We have added a retry dialog for this case, where we call Amplify.Auth.fetchAuthSession with forceRefresh and hoped that this would get the user out of the situation. But unfortunately that doesn't help either. The user has to kill the app completely and restart it to be able to use it normally again.

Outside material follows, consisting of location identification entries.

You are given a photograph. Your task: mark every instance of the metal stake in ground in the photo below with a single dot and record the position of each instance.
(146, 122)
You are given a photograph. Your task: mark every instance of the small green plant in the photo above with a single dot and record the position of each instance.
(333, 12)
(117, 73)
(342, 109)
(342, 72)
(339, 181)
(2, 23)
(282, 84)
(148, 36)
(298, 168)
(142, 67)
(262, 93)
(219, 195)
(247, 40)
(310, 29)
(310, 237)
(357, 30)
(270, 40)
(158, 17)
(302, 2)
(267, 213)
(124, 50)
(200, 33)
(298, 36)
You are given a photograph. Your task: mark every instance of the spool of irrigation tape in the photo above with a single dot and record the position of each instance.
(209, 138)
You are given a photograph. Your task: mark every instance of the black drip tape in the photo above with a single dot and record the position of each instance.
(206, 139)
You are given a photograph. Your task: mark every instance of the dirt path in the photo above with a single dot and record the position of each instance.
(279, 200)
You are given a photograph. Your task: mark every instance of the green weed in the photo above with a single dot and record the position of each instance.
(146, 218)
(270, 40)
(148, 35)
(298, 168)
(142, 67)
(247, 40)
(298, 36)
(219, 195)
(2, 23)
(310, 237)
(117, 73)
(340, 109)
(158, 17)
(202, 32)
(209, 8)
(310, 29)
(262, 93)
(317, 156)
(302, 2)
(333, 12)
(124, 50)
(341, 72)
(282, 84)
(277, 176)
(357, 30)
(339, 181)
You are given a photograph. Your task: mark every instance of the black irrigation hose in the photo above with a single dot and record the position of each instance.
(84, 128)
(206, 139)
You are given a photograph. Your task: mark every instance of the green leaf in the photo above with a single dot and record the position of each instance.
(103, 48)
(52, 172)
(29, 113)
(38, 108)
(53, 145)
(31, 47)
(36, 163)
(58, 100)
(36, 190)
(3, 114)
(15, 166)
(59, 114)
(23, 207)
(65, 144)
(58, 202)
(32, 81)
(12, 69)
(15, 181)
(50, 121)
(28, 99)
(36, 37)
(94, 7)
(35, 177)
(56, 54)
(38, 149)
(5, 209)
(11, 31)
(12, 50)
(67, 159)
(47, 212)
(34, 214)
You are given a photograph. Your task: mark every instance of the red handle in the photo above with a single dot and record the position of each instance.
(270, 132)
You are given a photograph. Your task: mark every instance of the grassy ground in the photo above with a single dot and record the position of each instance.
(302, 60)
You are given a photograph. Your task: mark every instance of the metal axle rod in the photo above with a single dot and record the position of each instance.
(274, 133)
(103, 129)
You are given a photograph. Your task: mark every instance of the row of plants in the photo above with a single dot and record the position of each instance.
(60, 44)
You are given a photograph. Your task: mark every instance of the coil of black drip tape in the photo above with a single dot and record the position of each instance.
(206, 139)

@tobias-feldmann Do you think you would be able to get verbose logs for the scenario that you faced? You can enable verbose logging to the console by doing this before calling Amplify.configure
:
Amplify.Logging.logLevel = .verbose
@harsh62
I will give it a try. However, I can only very rarely reproduce the problem on our test devices. So it could take a while.